米国の失業率とインフレ率は、9月時点とやや古い情報ですが、インフレ率5%、失業率はやや上昇傾向。こりゃ、政策金利を下げたくもなります。
3.日本の金利とインフレ率、失業率
さて、問題の日本です。日本のコアコアCPIは直近で1.6%で停滞、対して日銀が重視しているという消費者物価指数の刈込平均値は2.2%でやや上振れ気味。どうやら、ここを根拠に日銀は政策金利を引き上げようとしているのか、ですね。直近のGDPもマイナスだった所に本日、下方修正のニュースがあった所です。こんなので利上げは意味不明ですよ。分かっていますね?植田さん。

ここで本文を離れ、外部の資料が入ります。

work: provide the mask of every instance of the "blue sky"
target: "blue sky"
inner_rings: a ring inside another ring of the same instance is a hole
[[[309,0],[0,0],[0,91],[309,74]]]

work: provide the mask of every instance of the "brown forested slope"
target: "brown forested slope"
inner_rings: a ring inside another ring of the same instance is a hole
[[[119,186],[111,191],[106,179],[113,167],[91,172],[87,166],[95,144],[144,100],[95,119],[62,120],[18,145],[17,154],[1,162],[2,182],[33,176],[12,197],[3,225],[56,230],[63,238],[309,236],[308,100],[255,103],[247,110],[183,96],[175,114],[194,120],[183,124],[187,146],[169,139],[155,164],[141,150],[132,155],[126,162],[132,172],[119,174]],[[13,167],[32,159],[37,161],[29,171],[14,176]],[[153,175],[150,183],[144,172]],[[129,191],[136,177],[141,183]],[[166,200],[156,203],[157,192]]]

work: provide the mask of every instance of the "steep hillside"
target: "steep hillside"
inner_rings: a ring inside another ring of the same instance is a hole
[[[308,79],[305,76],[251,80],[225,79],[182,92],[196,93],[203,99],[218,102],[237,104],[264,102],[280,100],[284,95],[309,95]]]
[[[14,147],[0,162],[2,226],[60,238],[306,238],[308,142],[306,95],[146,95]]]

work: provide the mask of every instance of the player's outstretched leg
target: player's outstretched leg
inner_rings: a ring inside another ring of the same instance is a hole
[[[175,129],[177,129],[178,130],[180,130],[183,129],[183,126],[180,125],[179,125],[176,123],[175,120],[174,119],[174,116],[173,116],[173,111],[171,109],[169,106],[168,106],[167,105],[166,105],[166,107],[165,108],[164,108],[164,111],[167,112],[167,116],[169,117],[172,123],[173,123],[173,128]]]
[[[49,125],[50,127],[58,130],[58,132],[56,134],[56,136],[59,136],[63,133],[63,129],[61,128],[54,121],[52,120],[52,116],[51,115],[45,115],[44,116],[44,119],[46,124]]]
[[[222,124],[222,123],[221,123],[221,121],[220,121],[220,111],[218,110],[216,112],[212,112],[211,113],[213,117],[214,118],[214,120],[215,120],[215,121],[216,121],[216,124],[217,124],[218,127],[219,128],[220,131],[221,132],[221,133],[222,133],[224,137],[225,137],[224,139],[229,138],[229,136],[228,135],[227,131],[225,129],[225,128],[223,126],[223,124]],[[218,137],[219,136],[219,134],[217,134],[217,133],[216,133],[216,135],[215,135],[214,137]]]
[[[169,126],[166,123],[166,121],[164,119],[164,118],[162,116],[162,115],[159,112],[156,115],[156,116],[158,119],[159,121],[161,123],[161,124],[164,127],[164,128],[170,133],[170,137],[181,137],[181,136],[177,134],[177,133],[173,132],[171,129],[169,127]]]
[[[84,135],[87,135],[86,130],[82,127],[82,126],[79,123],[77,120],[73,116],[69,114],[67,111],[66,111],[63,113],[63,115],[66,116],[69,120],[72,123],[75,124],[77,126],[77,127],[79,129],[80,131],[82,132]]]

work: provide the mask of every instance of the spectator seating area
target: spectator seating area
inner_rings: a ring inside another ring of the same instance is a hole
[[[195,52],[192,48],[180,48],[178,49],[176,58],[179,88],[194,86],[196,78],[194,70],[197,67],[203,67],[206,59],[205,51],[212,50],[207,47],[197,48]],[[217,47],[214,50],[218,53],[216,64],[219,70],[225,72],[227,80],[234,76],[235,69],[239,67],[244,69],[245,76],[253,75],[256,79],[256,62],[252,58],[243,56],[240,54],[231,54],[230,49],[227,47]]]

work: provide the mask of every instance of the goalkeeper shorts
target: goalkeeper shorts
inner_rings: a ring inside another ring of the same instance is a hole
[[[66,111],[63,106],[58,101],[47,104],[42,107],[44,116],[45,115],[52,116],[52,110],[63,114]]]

日本の失業率とインフレ率です。こちらのインフレ率は消費者物価指数の刈込平均値で見ています。コアコアCPIであったとしても、似たようなところをフラフラしています。日本のフィリップ曲線は、曲線じゃなく直角線ですねぇ。何なんでしょう。
4.為替
そして問題の為替です。みんな何かそれらしい理由で語っているけど、納得のいく理由が分からない円安ですね。上のグラフは為替と日米の実質政策金利の差、実質長期金利の差の推移です。米国のほうは、政策金利-ブレークイーブンインフレ率、名目10年金利-ブレークイーブンインフレ率です。日本の方は、期待インフレ率ではなく消費者物価指数の刈込平均値を名目金利から引いたものを実質金利としました。
2022年以降の推移から、実質金利差と為替の相関を見て、近似式を作成してみました。為替は相変わらず暴れていますが、まあ、悪くないでしょう。なお理論的には日米のマネタリーベースの比も並べていますが、為替にはほぼ影響が見られずです。
直近は沖縄周辺にPLAの空母がこんにちわしています。台湾は常にPLAに包囲されるようになって久しいですが、とうとう日本にも眼に見える形で軍事的な圧力をかけてきています。伝統的に戦争に弱い中国が全面戦争に突入するような真似をするとは思いませんが、その代わり、それ以外のことは何でもやってきます。デフレからの脱却、加速の局面を地政学リスクが頭を抑える構図になってきました。
難しい舵取りになりますが、2026年もどうか無事に爆益が実現しますように。